Here’s the Mortensen report at ESPN referred to in the excerpt alleging that 11 of the 12 balls used by the Pats were deflated. At first blush it’s hard to understand why that matters: Weren’t Brady and Andrew Luck using the same footballs, leaving them evenly matched albeit with inferior equipment? Actually, no. Each team supplies its own footballs, so Brady was playing with a different set than Luck was — and, as it turns out, he’s admitted in the past to preferring a slightly deflated ball because of the better grip it affords. Even if they were playing with the same footballs, as a Twitter buddy pointed out, Brady would be better prepared to throw the deflated ball since, unlike Luck, he was presumably practicing with one all week. It’s an advantage, if not a decisive one. And rules is rules.

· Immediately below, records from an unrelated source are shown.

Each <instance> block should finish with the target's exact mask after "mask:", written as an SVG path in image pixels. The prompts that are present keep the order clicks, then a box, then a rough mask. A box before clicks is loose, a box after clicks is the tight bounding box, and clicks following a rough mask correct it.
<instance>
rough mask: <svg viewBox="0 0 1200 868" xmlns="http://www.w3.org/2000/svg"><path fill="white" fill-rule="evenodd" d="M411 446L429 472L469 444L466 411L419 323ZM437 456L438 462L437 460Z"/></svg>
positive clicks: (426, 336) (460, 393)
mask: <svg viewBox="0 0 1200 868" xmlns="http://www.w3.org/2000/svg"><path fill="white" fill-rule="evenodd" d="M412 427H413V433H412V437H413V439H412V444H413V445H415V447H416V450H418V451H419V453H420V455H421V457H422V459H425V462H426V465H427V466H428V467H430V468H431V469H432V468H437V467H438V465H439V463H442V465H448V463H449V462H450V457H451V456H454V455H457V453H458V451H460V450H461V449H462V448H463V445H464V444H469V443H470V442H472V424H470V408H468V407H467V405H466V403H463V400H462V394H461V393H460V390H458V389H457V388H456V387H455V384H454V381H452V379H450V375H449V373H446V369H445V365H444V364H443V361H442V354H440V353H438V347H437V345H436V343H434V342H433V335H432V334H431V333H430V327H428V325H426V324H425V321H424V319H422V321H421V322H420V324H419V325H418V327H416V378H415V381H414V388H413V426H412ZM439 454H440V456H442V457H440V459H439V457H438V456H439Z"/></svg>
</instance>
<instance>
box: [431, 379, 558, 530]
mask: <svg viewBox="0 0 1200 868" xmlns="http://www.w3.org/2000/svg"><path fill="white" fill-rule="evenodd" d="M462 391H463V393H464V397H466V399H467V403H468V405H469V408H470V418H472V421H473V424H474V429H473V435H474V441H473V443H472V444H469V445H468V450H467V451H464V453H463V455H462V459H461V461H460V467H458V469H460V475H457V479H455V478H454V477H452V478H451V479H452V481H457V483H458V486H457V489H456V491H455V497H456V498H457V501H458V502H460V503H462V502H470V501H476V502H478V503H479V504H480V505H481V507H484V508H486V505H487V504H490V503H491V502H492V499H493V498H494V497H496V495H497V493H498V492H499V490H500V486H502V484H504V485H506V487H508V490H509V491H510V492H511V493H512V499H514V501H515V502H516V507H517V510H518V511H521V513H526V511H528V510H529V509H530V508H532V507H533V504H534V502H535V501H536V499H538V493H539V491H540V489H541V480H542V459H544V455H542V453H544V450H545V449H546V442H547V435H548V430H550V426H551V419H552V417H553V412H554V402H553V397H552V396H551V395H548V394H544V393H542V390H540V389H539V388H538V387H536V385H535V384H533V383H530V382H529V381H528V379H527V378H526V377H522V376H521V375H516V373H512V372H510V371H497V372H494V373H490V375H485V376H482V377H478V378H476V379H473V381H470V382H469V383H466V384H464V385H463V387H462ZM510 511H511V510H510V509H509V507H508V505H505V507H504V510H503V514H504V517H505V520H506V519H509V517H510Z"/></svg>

Interesting note via Mortensen: This isn’t the first time the Colts have suspected Brady of throwing a deflated ball. They picked him off twice during a game in November and noticed that the balls felt a bit soft then too, which raises the question of how long New England’s been doing this. Is it a new thing? Did they turn to it earlier this season after Brady looked awful in September? Or has Belichick, a known cheater, been using illegal balls for years to give his QB an edge? Try to guess which theory this Jets fan is leaning towards. Needless to say, though, it’s true that there’d be no elegant way to replace the Pats in the Super Bowl even if you were inclined to pull the trapdoor on them. The league would sooner have Seattle play Ohio State than declare a forfeit and lose all the revenue. If you let Indianapolis play, you face a dilemma no matter the outcome. If Seattle wins, they’ll always face a “what if they played the Patriots?” question mark; if the Colts win, they’d be the first Super Bowl champs to win the big game after being, er, blown out in the previous round of the playoffs. Better to let New England play but handicap them somehow. Suspend Belichick. Or better yet, let Eli Manning play QB for Seattle.
Nate Silver’s FiveThirtyEight site ran the numbers and concluded that Brady’s offense was worth 14 points to New England in the AFC Championship whereas the Colts’ offense was worth … -10 points. Even if you attribute all of those points somehow to the advantages of the deflated ball, Indy still loses by double digits.